For a second panel, the Committee invited Vermont farmer Joanna Lidback, Herr Foods President Daryl Thomas, Stonyfield Farm Co-Founder Gary Hirshberg, Center for Science in the Public Interest Biotech Director Gregory Jaffe and MassGeneral Hospital for Children Physician in Chief Dr. Ronald Kelinman.
While the overarching topic was biotechnology in agriculture, much of the discussion centered on GMO labeling; In the first panel, experts testified on the safety of biotechnology.
"We have great confidence in the safety of GE crops that have been approved under the U.S. regulatory system," testified Michael Gregoire, associate administrator of USDA APHIS.
The director of the Center for Food Safety and Applied Nutrition at FDA, Susan Mayne, agreed.
"We are confident that foods from genetically engineered sources in the U.S. marketplace today are as safe as their conventional counterparts," she said.
Later, other panelists discussed what could happen to the food supply chain if an approved state law in Vermont requiring GMO labels is allowed to go into full effect next year.
According to Herr Foods' Daryl Thomas, his company would be required to segregate products and perform third-party analysis on GMO-free products while changing packaging. All of that would bring added costs to the consumer, he said.
Farmer Joanna Lidback noted in her prepared testimony that ultimately, livestock farmers could be affected by such biotech concerns because her farm demands feeds derived from biotech crops to remain profitable.
"We'd be paying an additional $4,000 a month or $48,000 a year for non-GMO feed," she explained. "I don't see how we could profitably farm with those increased costs; I'm certain our small farm would be pushed out of business."
Following the hearing, the National Corn Growers Association, National Council of Farmer Cooperatives and National Grain and Feed Association suggested that a national labeling standard is needed to clear up confusion and avoid potential varying state laws.
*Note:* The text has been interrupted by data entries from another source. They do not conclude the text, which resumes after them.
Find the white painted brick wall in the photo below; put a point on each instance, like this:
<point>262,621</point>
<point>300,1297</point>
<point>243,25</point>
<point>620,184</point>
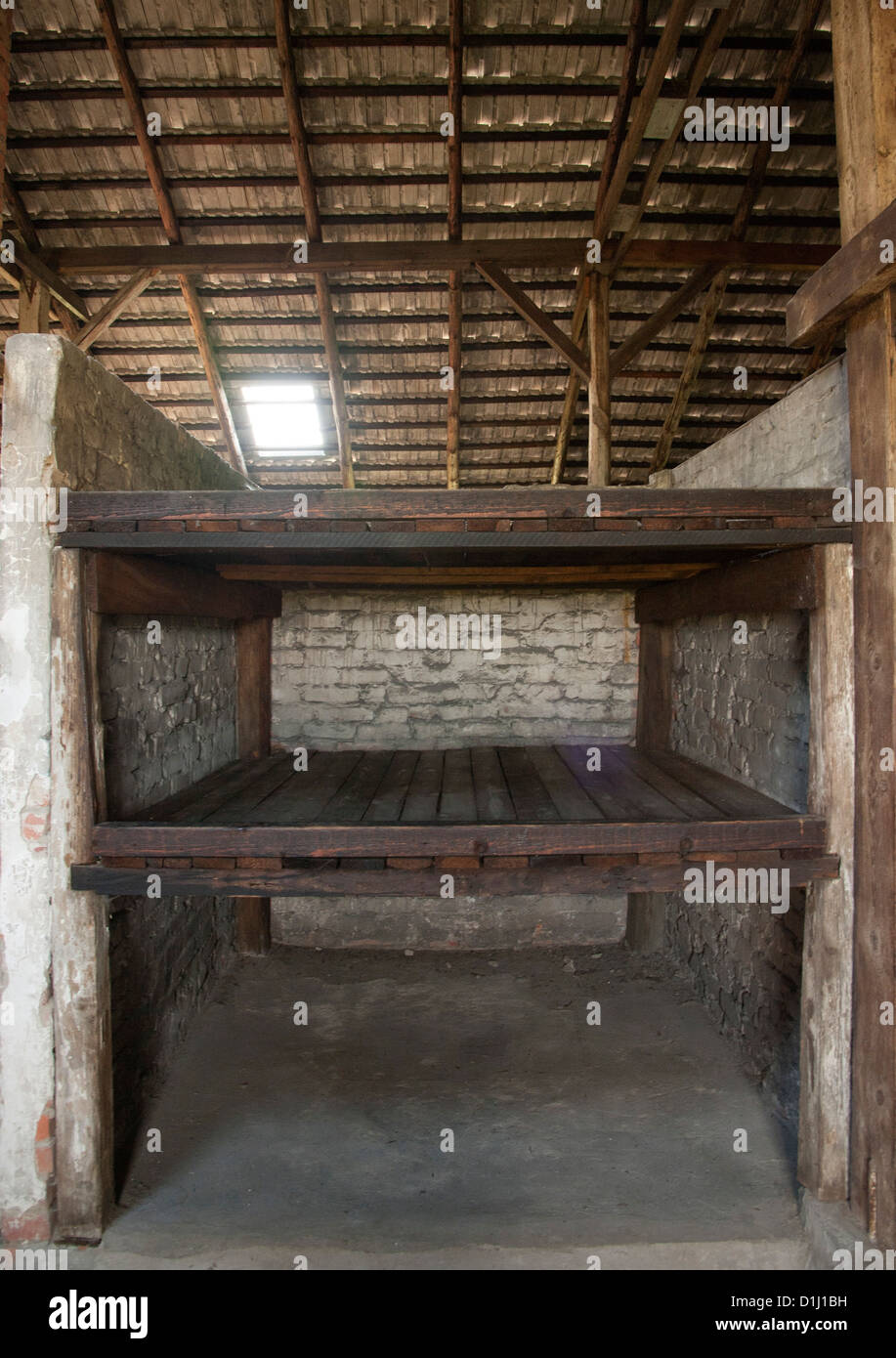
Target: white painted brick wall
<point>568,669</point>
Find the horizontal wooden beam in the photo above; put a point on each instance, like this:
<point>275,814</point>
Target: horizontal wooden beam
<point>537,319</point>
<point>122,584</point>
<point>382,577</point>
<point>487,502</point>
<point>38,269</point>
<point>364,841</point>
<point>849,280</point>
<point>436,256</point>
<point>102,319</point>
<point>390,881</point>
<point>787,580</point>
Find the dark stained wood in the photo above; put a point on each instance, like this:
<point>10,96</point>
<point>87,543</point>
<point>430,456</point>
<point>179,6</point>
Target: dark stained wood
<point>362,881</point>
<point>843,284</point>
<point>119,584</point>
<point>396,256</point>
<point>487,502</point>
<point>410,841</point>
<point>536,318</point>
<point>253,688</point>
<point>656,648</point>
<point>865,82</point>
<point>769,584</point>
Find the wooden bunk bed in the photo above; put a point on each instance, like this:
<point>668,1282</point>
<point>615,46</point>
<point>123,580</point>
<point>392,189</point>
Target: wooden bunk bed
<point>501,822</point>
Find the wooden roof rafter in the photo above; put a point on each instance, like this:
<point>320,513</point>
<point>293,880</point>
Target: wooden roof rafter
<point>740,220</point>
<point>299,143</point>
<point>155,173</point>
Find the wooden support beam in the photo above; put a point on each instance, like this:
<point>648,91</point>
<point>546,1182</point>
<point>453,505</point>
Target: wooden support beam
<point>784,580</point>
<point>304,174</point>
<point>119,584</point>
<point>383,881</point>
<point>102,319</point>
<point>614,173</point>
<point>846,282</point>
<point>435,256</point>
<point>664,316</point>
<point>80,933</point>
<point>537,319</point>
<point>34,307</point>
<point>826,1024</point>
<point>746,204</point>
<point>455,231</point>
<point>149,147</point>
<point>253,742</point>
<point>864,41</point>
<point>455,361</point>
<point>522,577</point>
<point>599,449</point>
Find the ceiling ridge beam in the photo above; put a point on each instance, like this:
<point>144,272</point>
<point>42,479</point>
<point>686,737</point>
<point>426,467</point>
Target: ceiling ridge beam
<point>115,46</point>
<point>304,174</point>
<point>740,220</point>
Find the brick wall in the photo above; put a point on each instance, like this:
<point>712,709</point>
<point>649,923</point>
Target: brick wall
<point>743,707</point>
<point>568,669</point>
<point>745,710</point>
<point>168,714</point>
<point>168,706</point>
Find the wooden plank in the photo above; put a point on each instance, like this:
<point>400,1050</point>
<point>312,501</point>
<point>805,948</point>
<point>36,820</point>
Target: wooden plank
<point>107,317</point>
<point>571,800</point>
<point>304,794</point>
<point>82,1008</point>
<point>536,318</point>
<point>253,688</point>
<point>691,803</point>
<point>733,799</point>
<point>853,277</point>
<point>529,793</point>
<point>408,841</point>
<point>358,881</point>
<point>432,256</point>
<point>640,792</point>
<point>656,650</point>
<point>826,1020</point>
<point>493,799</point>
<point>455,362</point>
<point>457,800</point>
<point>599,448</point>
<point>351,803</point>
<point>865,83</point>
<point>655,324</point>
<point>485,502</point>
<point>596,784</point>
<point>121,584</point>
<point>767,584</point>
<point>536,576</point>
<point>425,787</point>
<point>390,796</point>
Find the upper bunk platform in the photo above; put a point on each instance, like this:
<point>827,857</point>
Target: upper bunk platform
<point>273,533</point>
<point>574,819</point>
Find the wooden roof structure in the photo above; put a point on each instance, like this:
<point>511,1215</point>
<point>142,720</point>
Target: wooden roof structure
<point>326,125</point>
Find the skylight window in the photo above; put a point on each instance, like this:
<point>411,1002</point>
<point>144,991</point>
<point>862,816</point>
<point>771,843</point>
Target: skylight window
<point>284,418</point>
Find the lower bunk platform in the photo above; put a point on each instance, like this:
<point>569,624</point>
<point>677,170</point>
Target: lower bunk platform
<point>591,819</point>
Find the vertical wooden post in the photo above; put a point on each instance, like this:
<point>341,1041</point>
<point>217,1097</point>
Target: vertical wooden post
<point>34,307</point>
<point>864,40</point>
<point>82,1012</point>
<point>253,742</point>
<point>826,1024</point>
<point>599,385</point>
<point>645,918</point>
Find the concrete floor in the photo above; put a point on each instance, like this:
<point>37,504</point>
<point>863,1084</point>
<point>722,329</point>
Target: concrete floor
<point>571,1139</point>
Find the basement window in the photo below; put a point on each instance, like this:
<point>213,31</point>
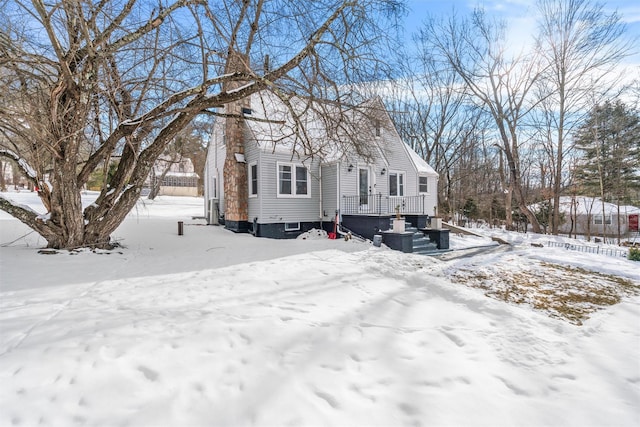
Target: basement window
<point>291,226</point>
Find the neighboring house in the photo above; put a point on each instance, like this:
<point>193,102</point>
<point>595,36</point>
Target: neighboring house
<point>289,192</point>
<point>171,177</point>
<point>586,215</point>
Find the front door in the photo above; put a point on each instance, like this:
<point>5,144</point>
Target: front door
<point>364,189</point>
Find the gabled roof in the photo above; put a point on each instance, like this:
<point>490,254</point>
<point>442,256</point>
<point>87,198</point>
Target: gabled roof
<point>310,128</point>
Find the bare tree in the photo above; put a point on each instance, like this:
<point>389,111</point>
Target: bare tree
<point>476,50</point>
<point>95,80</point>
<point>581,45</point>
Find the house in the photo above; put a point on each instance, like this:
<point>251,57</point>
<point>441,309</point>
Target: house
<point>584,215</point>
<point>173,176</point>
<point>303,172</point>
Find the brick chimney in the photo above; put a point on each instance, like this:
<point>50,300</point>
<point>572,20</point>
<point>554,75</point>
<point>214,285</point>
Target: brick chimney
<point>236,192</point>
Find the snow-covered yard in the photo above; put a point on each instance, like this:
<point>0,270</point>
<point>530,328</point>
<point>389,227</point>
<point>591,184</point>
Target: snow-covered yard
<point>214,328</point>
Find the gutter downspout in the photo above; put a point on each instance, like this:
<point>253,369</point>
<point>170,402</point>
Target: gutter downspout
<point>338,192</point>
<point>320,191</point>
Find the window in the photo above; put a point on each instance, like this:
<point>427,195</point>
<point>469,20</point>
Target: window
<point>293,180</point>
<point>396,183</point>
<point>422,184</point>
<point>291,226</point>
<point>597,219</point>
<point>301,180</point>
<point>253,179</point>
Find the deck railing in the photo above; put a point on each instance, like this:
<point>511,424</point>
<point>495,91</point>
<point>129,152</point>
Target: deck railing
<point>380,204</point>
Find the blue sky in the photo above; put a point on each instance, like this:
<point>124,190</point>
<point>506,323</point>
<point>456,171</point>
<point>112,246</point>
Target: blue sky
<point>520,14</point>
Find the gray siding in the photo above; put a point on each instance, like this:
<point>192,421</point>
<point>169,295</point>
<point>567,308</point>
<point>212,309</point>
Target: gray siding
<point>274,209</point>
<point>329,191</point>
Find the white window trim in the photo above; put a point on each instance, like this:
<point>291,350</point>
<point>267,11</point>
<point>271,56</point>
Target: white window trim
<point>250,177</point>
<point>423,192</point>
<point>293,194</point>
<point>597,219</point>
<point>287,226</point>
<point>404,182</point>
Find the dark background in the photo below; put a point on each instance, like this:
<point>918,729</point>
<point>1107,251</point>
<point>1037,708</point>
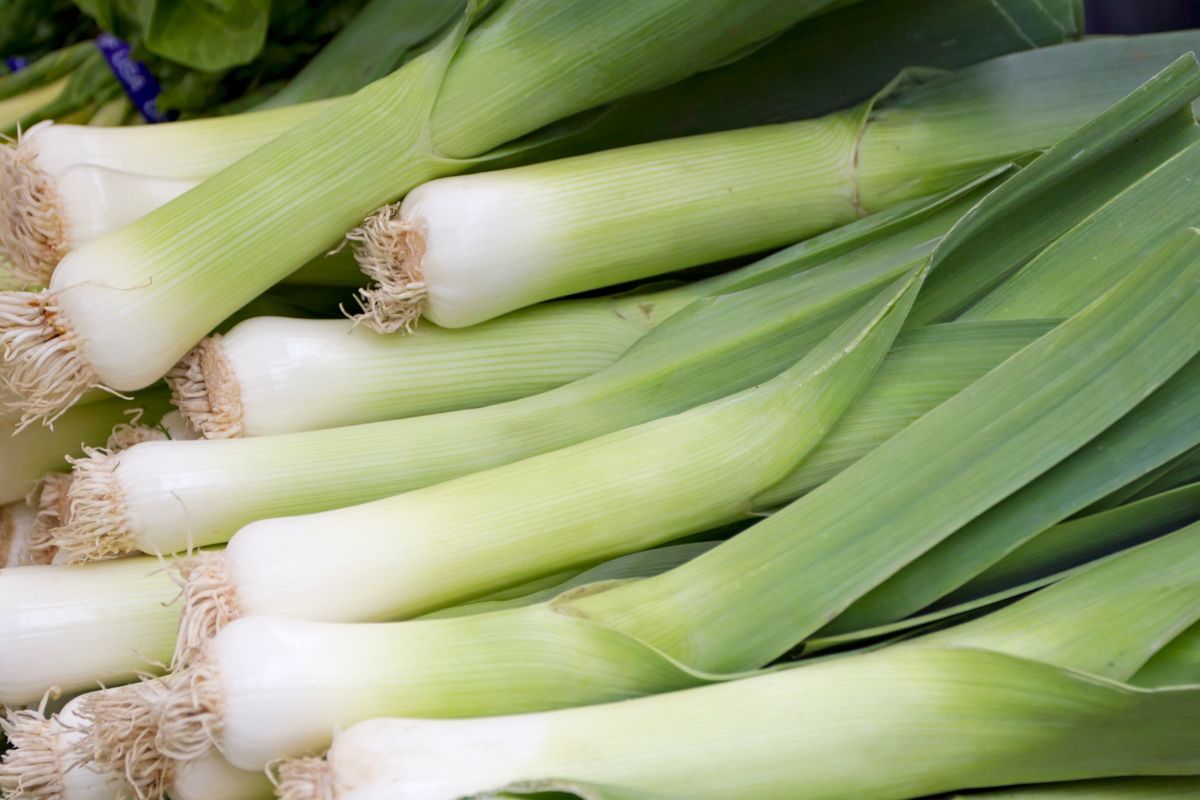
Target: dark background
<point>1140,16</point>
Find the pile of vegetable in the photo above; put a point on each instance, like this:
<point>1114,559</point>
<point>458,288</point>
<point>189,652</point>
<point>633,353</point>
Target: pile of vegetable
<point>639,400</point>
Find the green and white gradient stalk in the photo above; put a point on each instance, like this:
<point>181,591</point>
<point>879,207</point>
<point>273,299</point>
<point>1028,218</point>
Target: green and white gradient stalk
<point>67,185</point>
<point>747,329</point>
<point>76,626</point>
<point>433,547</point>
<point>883,726</point>
<point>271,376</point>
<point>121,311</point>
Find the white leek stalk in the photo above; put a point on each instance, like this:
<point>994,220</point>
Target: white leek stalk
<point>271,376</point>
<point>267,687</point>
<point>191,149</point>
<point>583,504</point>
<point>885,726</point>
<point>41,765</point>
<point>463,250</point>
<point>121,311</point>
<point>75,626</point>
<point>1101,625</point>
<point>36,450</point>
<point>16,523</point>
<point>66,185</point>
<point>45,763</point>
<point>96,200</point>
<point>160,499</point>
<point>1176,665</point>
"NCGA and Congress agree: consumers should have access to food choices that are safe, nutritious, abundant and affordable," said NCGA Trade Policy and Biotechnology Action Team Chair John Linder.
"Congress, and only Congress, can now prevent a costly and confusing patchwork of state labeling laws from taking effect next year. The Senate must act now to avoid the negative consequences inaction will surely bring for consumers and farmers across the country."
Lidback, who represented NCFC on the panel, said she favored a national voluntary standard because an affirmative label could be perceived by the consumer as negative.
"In my opinion, the new label wouldn’t better inform consumers but instead serve as a warning sign,” Lidback testified. “If a small percent of consumers are to drive a GMO labeling requirement I believe it should be done in a voluntary and cohesive way at the federal level."
In July, legislation passed the House of Representatives with strong bipartisan support that would create uniform national food labeling standards. If the Senate does not follow suit, Vermont's GMO labeling law will go into effect next July.
Meanwhile, other states and localities have passed or are considering state-level labeling mandates.